What Showing Up on Instagram (Almost) Every Week Taught Me
I am not comfortable talking into a camera. I don't love being a “talking head.” I'd much rather ask the questions than answer them or feel like I am talking into a void.
And yet — five months into a quiet commitment to show up on Instagram (almost) every week, here we are.
This is not about going viral. It's not a playbook. It's an honest accounting of what I've learned from doing something uncomfortable, consistently, for the first time in a long time.
Why I started
My “monthly” newsletters are not exactly clockwork. They actually feel like giving birth. Consistency has always been the gap between my intentions and my output. I know, I know, I need to better practice what I preach.
So at the start of this year, I made a simple decision: pick one place, show up. Instagram Reels, Fridays. The day became the ritual — Friday not-so-live, Friday check-in, Friday Confessions — though several weeks it has slipped to Saturday or Sunday when life had other ideas. The point was the rhythm, not the rigor.
Not because I had a content strategy. Because I needed a practice.
What I got wrong first
I tried going Live early on. The idea was well intended — chatting with other people, answering questions. The reality was awkward — waiting for people to show up, not knowing when to start, then discovering how hard it is to edit captions after the fact. Live was not the format for this.
Speaking of captions — they are non-negotiable for talking-head videos. If you're going to speak to a camera, people need to follow along with the sound off. I edit mine in Edits after I record the video, which has made that part genuinely manageable. And over time, whether I’m speaking better or Edits has figured out my cadence, the captions have required less editing.
Another observation: the cover image doesn't have to be a still from the video. I often take a separate photo at the same time I record, then it might get an edit in Canva (or not). It’s a tiny shift that makes a real difference in how polished the post looks (or not).
What actually landed
Week five or six, I was sick in Mexico. Flat, exhausted, genuinely questioning why I was making the video at all. I posted it anyway. It became one of my most engaged posts — not because it was good, but because it was real. People sent get-well wishes. They showed up for me because I showed up for them, even when it was terrible.
The other standouts followed the same logic. The SXSW check-in with my sister Holland — more movement, more behind-the-scenes — took off. So did the Friday Confessions where I admitted I'd been cheating on ChatGPT with Claude. And here's the thing: that one didn't land because it was about AI. It landed because it was honest. I confessed that I hate staring at a blank page, that I lean on AI precisely so I can keep my own voice intact. People didn't respond to the tool. They responded to the truth.
The pattern is not subtle: the posts that land are the ones where I'm with someone, in something, or telling the truth about something I actually care about. Which makes complete sense, because I don't like talking at a camera. I like talking to and connecting with people.
The "ums" and the eye rolls when I'm searching for a word? Still very much present. Still very much a work in progress.
The part I didn't expect
The response offline has been as meaningful as the likes and comments.
People stopping me to say, "Nancy, I love seeing your posts." A few have started calling it their "Nancy check-in." One called it her "Nancy fix." (I'll take it.) When I ask what resonates, the answers are simple: they like seeing what I'm working on, they like to reference what I’m sharing and how it might affect or impact their work, or they just want to know where I am.
And here's where I have to get honest with myself. Presence is lovely. But is presence enough? I don't want the check-in to be only a check-in. I want it to be worth someone's thirty to sixty seconds — useful, not just a wave. That tension, between showing up and actually saying something, is the part I'm still working out.
The cost nobody mentions
Showing up on Instagram means being on Instagram. I went from keeping my consumption deliberately minimal at the end of last year to catching myself scrolling far longer than I meant to these past few months. The culprit is sneaky: I post, then I come back to check how it's doing, and forty minutes later I'm still there.

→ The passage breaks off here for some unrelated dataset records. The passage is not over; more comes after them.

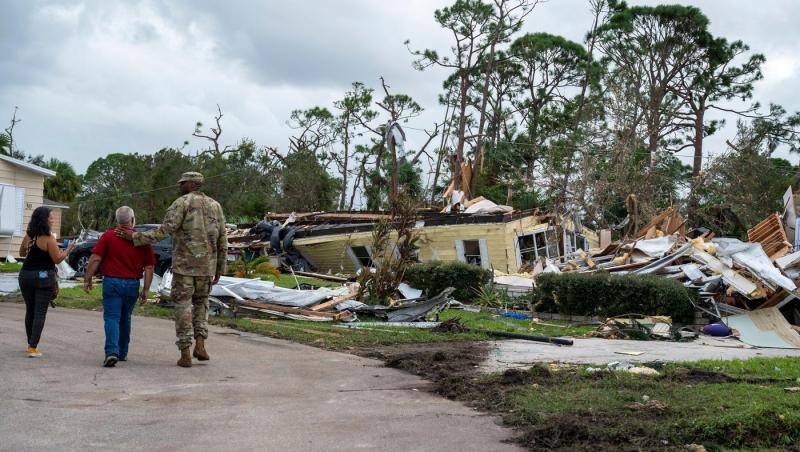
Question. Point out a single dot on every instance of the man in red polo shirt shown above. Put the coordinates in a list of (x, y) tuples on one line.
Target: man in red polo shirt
[(123, 265)]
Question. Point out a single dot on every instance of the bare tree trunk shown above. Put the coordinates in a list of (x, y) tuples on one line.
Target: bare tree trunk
[(440, 157), (390, 143), (462, 126), (361, 175), (345, 163), (562, 199), (482, 121), (697, 165)]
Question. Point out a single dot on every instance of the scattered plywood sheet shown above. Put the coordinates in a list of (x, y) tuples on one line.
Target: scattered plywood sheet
[(764, 328), (788, 261), (692, 271), (738, 282), (772, 237)]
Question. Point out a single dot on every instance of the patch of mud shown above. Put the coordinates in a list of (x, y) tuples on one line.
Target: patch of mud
[(451, 366), (707, 376)]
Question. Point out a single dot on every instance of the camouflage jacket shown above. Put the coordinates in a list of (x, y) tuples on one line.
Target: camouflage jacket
[(197, 225)]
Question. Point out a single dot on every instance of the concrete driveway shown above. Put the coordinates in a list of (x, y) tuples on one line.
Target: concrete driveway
[(255, 394)]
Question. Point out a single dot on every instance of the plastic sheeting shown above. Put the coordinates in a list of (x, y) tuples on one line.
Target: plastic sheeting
[(257, 290), (487, 207), (752, 257), (764, 328)]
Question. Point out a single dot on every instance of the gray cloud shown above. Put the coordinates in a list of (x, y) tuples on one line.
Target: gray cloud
[(96, 77)]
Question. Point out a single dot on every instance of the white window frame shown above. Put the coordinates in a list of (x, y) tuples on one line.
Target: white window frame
[(16, 197), (483, 248), (548, 233), (356, 260)]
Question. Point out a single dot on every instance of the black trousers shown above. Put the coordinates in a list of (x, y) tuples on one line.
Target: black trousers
[(37, 288)]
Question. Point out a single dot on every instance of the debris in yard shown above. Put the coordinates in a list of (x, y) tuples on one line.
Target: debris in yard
[(635, 327), (453, 325), (629, 353), (652, 406), (717, 330), (764, 328)]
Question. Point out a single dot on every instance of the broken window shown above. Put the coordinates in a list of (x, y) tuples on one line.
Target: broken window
[(12, 208), (538, 244), (473, 252), (362, 255), (551, 243), (581, 242)]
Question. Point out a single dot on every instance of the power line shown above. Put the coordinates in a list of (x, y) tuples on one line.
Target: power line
[(609, 152), (123, 195)]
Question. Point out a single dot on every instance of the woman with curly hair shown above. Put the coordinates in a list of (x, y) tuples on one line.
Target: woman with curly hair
[(37, 279)]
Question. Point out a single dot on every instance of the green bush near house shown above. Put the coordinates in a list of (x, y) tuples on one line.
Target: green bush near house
[(606, 295), (434, 277), (8, 267)]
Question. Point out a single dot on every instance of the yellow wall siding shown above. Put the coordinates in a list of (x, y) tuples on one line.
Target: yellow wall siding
[(329, 253), (33, 184)]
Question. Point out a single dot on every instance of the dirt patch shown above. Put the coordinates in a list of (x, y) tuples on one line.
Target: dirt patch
[(707, 376), (451, 366)]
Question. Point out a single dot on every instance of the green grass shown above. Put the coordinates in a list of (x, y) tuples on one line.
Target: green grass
[(288, 281), (575, 409), (496, 322), (327, 334), (8, 267)]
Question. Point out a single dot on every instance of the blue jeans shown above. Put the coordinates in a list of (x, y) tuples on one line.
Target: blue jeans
[(119, 299)]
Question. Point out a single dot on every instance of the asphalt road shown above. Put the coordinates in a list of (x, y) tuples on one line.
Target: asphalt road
[(256, 393)]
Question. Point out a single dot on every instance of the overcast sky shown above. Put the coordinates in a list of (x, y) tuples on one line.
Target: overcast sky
[(96, 77)]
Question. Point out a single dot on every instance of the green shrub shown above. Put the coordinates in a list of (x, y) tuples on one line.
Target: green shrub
[(434, 277), (606, 295)]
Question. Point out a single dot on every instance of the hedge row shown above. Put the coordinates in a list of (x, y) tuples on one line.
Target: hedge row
[(434, 277), (606, 295)]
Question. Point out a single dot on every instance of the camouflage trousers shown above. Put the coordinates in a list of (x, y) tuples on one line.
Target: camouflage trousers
[(190, 294)]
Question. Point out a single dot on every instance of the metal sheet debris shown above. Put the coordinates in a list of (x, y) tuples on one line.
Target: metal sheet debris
[(764, 328)]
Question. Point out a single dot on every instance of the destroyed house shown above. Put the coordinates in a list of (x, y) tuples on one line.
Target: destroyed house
[(340, 242)]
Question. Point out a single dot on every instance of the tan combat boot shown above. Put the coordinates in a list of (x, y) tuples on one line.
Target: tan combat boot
[(186, 358), (200, 349)]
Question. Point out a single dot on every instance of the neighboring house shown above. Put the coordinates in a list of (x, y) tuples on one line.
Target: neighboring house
[(341, 242), (21, 191)]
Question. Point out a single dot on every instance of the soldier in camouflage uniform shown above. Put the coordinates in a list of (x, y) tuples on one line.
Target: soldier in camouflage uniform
[(199, 248)]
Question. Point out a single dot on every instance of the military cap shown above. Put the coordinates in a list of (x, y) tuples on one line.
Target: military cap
[(191, 176)]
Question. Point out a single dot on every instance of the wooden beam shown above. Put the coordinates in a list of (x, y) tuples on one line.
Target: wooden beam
[(322, 276), (329, 304), (291, 310)]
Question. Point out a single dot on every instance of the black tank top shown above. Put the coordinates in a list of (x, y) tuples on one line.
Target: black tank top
[(38, 259)]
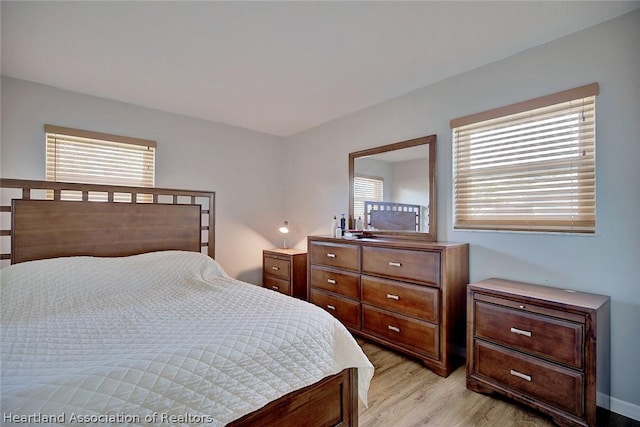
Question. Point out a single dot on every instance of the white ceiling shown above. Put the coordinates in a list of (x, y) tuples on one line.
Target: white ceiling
[(274, 67)]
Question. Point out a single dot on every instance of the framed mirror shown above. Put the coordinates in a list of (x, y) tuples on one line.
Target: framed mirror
[(392, 189)]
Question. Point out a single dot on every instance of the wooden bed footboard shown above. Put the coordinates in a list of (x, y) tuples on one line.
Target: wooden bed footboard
[(332, 401)]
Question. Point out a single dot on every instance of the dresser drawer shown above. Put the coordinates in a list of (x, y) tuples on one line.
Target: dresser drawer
[(335, 255), (544, 336), (347, 311), (413, 300), (421, 266), (344, 283), (555, 385), (418, 336), (277, 267), (273, 283)]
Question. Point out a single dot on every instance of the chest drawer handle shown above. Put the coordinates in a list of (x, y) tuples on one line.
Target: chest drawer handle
[(520, 375), (521, 332)]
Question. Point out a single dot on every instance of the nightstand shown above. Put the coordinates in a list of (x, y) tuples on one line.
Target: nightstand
[(285, 271)]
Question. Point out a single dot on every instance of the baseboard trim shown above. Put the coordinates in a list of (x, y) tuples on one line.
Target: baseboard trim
[(618, 406)]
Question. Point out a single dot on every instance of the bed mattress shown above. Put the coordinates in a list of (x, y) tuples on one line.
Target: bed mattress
[(164, 337)]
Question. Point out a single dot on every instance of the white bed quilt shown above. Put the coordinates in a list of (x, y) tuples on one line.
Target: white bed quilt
[(164, 337)]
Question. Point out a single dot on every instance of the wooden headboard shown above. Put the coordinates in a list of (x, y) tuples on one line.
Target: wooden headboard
[(54, 219)]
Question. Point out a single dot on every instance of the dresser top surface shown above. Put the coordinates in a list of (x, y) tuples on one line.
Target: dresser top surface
[(565, 297)]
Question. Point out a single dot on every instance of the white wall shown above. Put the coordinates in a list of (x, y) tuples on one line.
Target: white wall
[(607, 263), (244, 168)]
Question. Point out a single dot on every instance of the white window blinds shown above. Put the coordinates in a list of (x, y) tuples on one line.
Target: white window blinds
[(75, 155), (365, 188), (529, 166)]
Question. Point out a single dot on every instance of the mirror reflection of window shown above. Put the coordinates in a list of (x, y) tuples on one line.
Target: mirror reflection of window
[(366, 189)]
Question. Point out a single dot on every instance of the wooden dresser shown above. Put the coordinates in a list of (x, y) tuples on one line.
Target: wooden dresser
[(285, 271), (405, 294), (539, 345)]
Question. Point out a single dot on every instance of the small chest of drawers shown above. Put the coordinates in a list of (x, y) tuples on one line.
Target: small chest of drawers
[(542, 346), (407, 295), (285, 271)]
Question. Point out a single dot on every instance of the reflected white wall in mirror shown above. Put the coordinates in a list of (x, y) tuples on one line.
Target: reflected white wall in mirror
[(405, 177), (407, 205)]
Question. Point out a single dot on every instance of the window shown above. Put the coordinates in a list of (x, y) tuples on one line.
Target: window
[(365, 188), (529, 166), (75, 155)]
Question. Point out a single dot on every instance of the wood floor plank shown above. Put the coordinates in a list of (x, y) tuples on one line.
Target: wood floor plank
[(405, 393)]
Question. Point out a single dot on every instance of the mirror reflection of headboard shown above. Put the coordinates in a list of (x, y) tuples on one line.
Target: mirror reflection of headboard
[(408, 172), (392, 216)]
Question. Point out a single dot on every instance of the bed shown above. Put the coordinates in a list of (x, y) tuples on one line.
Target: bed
[(117, 313)]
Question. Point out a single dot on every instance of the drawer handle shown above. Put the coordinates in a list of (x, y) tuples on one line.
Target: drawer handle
[(520, 375), (521, 332)]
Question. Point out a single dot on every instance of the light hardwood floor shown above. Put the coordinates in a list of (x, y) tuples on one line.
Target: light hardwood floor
[(405, 393)]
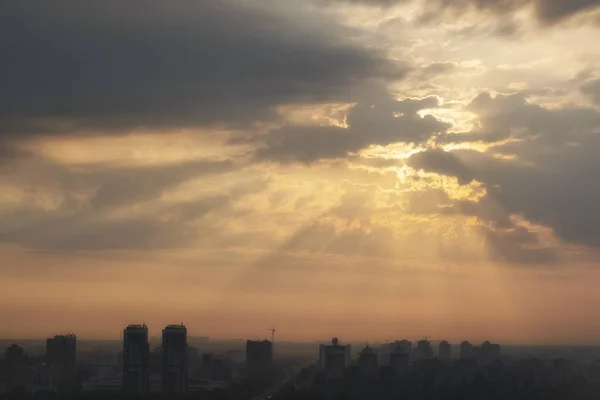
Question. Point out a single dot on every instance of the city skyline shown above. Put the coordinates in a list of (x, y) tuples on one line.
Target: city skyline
[(371, 168)]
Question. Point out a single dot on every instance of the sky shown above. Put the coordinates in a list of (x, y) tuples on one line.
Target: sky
[(367, 169)]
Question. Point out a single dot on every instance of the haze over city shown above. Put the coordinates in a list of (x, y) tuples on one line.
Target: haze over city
[(372, 170)]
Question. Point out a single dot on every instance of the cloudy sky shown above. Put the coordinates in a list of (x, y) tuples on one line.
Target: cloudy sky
[(370, 169)]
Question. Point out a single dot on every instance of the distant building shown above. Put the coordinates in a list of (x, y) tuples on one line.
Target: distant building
[(207, 366), (193, 362), (334, 359), (222, 371), (368, 361), (136, 360), (489, 353), (445, 351), (61, 356), (468, 351), (399, 359), (424, 350), (259, 359), (174, 359), (15, 372)]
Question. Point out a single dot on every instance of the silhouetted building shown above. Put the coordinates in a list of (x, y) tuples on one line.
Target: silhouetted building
[(221, 370), (14, 363), (207, 366), (174, 359), (424, 350), (259, 359), (445, 351), (368, 361), (61, 356), (136, 359), (467, 351), (193, 362), (334, 359), (399, 360), (489, 353)]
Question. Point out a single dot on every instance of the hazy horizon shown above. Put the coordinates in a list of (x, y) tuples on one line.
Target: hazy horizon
[(366, 169)]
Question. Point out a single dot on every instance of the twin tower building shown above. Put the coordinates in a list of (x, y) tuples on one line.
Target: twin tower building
[(136, 359)]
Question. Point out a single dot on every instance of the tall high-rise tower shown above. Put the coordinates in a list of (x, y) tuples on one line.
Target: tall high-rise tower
[(136, 359), (61, 356), (259, 359), (174, 359)]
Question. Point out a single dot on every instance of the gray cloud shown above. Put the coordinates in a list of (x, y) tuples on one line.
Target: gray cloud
[(88, 196), (551, 180), (373, 121), (592, 89), (443, 163), (119, 65)]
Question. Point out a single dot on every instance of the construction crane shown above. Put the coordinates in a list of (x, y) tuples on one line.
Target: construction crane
[(272, 334)]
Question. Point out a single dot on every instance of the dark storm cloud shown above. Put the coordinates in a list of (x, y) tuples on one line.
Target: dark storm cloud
[(114, 64), (551, 180), (381, 122), (90, 194)]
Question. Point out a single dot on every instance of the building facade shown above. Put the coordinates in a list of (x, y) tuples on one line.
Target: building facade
[(259, 359), (136, 360), (61, 357), (174, 360), (334, 359)]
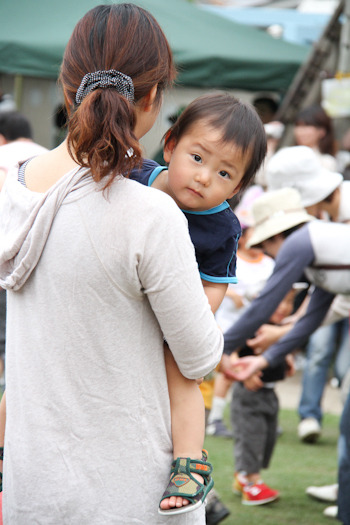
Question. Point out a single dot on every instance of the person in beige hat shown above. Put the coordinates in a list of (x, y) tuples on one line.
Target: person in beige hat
[(299, 167), (300, 244), (320, 249), (323, 194)]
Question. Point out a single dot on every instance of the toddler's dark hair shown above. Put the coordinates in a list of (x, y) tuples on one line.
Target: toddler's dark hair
[(238, 121)]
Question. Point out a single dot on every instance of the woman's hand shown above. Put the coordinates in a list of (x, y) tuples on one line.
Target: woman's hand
[(245, 367), (254, 382)]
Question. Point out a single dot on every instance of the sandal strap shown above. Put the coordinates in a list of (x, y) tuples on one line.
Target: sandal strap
[(198, 466), (183, 484)]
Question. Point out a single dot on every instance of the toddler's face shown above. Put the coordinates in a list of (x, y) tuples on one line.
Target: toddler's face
[(203, 171)]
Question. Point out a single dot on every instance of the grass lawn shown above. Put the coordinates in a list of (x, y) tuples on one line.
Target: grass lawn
[(294, 467)]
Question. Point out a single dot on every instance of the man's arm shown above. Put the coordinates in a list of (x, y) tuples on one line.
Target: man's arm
[(295, 255)]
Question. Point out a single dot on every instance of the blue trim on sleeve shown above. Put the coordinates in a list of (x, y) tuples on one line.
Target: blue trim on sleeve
[(212, 279), (155, 174), (223, 206), (234, 254)]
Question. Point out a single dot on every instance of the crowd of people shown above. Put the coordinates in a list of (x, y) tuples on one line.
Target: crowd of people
[(134, 298)]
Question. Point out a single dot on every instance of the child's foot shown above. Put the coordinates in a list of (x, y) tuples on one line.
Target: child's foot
[(258, 494), (177, 501), (189, 484)]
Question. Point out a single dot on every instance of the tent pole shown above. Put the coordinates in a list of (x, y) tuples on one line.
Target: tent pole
[(344, 55), (18, 91)]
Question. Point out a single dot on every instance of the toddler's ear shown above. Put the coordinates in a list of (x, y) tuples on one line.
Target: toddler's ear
[(169, 146), (235, 191)]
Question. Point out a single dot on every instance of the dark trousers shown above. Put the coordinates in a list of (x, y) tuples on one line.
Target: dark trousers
[(344, 465), (254, 417)]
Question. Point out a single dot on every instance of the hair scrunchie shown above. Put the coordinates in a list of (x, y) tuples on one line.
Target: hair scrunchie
[(105, 79)]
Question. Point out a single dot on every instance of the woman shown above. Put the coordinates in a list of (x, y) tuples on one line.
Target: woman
[(98, 268)]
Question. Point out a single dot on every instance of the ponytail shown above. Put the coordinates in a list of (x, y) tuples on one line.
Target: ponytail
[(101, 135), (117, 38)]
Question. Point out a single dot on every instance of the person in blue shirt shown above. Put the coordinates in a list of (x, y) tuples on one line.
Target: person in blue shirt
[(213, 151)]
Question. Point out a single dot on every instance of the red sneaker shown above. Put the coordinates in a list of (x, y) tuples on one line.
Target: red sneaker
[(239, 482), (258, 494)]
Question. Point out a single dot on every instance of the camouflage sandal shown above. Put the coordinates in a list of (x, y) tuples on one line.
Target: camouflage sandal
[(183, 484)]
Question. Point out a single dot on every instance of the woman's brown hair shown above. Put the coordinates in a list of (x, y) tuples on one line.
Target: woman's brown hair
[(126, 38)]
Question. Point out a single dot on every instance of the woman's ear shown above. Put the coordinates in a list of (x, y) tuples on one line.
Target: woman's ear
[(169, 146), (149, 99)]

I’m going to try to treat the weekly Reels more like my newsletter. I don't refresh the newsletter every ten minutes to see who opened it. The Reel deserves the same discipline: make it, post it, walk away. Send it and forget it. (Also, when I am scrolling, switching to the "Following" feed helps too — at least then I'm seeing people and brands I actually chose. I still get ads. I still feel the ick when I've been on too long.)
Also, with full awareness of how vain this sounds: watching yourself talk on camera every week will make you notice things. I have developed opinions about my teeth (and other parts of my body from the neck up) that I did not previously have. Invisalign research is officially underway. 😬
So do I keep going?
Yes. Five months in and the answer is still yes.
Not because I've figured it out. Because I'm getting more comfortable with not having figured it out. The turnaround is faster, the captions are easier, and I'm starting to see what my version of this looks like — less polished, more honest, almost always better when there's a strong human connection, either in the video or as a shout-out.
Whether showing up is the whole point, or just the easy part — that's the thing I'm still circling. For now, I'm okay sitting in the question.
What about you — is there a platform you keep meaning to show up on? What would being present look like? What's actually in the way? Let’s chat!